Mascella quadrata, occhi scuri e penetranti sotto le sopracciglia folte. Capelli imbrillantinati, all'indietro, sopra una testa quasi cubica. Questa è l'immagine che Nino Vingelli ha consegnato alla storia. Quella di un uomo piccolo ma di forte tempra, sul palcoscenico come sul set, specialmente quando si trattava di interpretare tipi loschi. Gennaro, un "guappo" contrabbandiere di sigarette, gli valse nel 1959 un Nastro d'argento come miglior attore non protagonista. Il film era "La sfida",  ambientato a Napoli e diretto da uno dei suoi più celebri "figli", Francesco Rosi. Anche Nino Vingelli era napoletano.

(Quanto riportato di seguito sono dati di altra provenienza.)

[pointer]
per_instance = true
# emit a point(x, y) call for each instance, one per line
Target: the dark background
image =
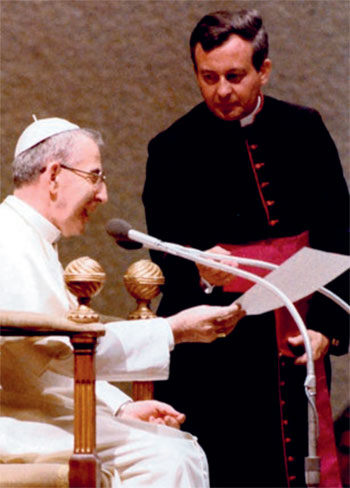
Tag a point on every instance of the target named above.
point(123, 67)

Dalla sua città - dove nacque il 4 giugno 1912 - Salvatore Vingelli (questo il suo vero nome) apprese l'arte del palcoscenico frequentando diverse filodrammatiche. Non solo la recitazione, ma anche il canto gli diedero modo di farsi conoscere negli ambienti teatrali. La sceneggiata divenne la sua arma vincente, tanto da "esportarla" nella Capitale, dove si trasferì negli anni '40. Qui, Nino Vingelli riuscì a crearsi un suo spazio, portando in scena classici della sceneggiata napoletana, come "Zappatore", ma soprattutto approdando al cinema. Grazie al suo talento e alle sue prerogative fisiche, Nino Vingelli divenne un pregevole caratterista, passando con disinvoltura da ruoli comici a drammatici. 


Nino Vingelli e José Suárez ne "La sfida" (1958) di Francesco Rosi.

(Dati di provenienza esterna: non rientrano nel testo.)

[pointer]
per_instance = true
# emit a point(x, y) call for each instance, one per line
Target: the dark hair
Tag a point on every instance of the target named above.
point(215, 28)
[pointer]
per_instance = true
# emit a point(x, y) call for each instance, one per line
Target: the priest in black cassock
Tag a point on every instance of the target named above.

Con Francesco Rosi, recitò ancora ne "I magliari", dove era Vincenzo, uno dei piazzisti napoletani trafficanti di stoffe nella Germania di fine anni '50. Ma fu anche il quasi omonimo don Vincenzino, venditore ambulante da cui la bella "Bersagliera"/Lollobrigida vorrebbe comprarsi un vistoso vestito in "Pane, amore e fantasia" di Comencini. E ancora fu don Gennaro "'o mbruglione", il finto sacerdote che chiede l'elemosina alla stazione centrale di Napoli in "Café Express" di Nanni Loy. 



In alto, Nino Vingelli con Gina Lollobrigida in "Pane, amore e fantasia" (1953) di Luigi Comencini.
In basso, da sinistra, Antonio La Raina, Nino Di Napoli, Nino Vingelli e Renato Salvatori ne "I magliari" (1959) di Francesco Rosi.



Come non citare, poi, il sergente Manfredonia, terribile sottufficiale responsabile di un reparto dell'esercito italiano impegnato nella cruenta Campagna di Russia in "Italiani, brava gente" (1964) di Giuseppe De Santis. 


In alto, Nino Vingelli in "Italiani, brava gente" (1964) di Giuseppe De Santis.
In basso, in "Café Express" (1980) di Nanni Loy.



Ruoli vari, più o meno comici, più o meno seri ma sempre pennellati con arguzia e realismo. Un'aderenza profonda alla realtà, data da quel volto scolpito nel legno, dai lineamenti decisi, rimasto impresso negli annali della storia cinematografica italiana. Perché per quanto il teatro sia stata la sua arma vincente (negli anni '60 fu anche in compagnia con Eduardo De Filippo, recitando ne "Il contratto"), Nino Vingelli deve al cinema la sua popolarità. Sul grande schermo, tra alti e bassi, continuò a lavorare fin quasi alla fine dei suoi giorni - sopraggiunta il 26 marzo 2003 -, lasciando un segno. Un solco duro come la sua "faccia tosta" e profondo come il suo talento che, a centodieci anni dalla sua nascita, sono lieto di aver ricordato.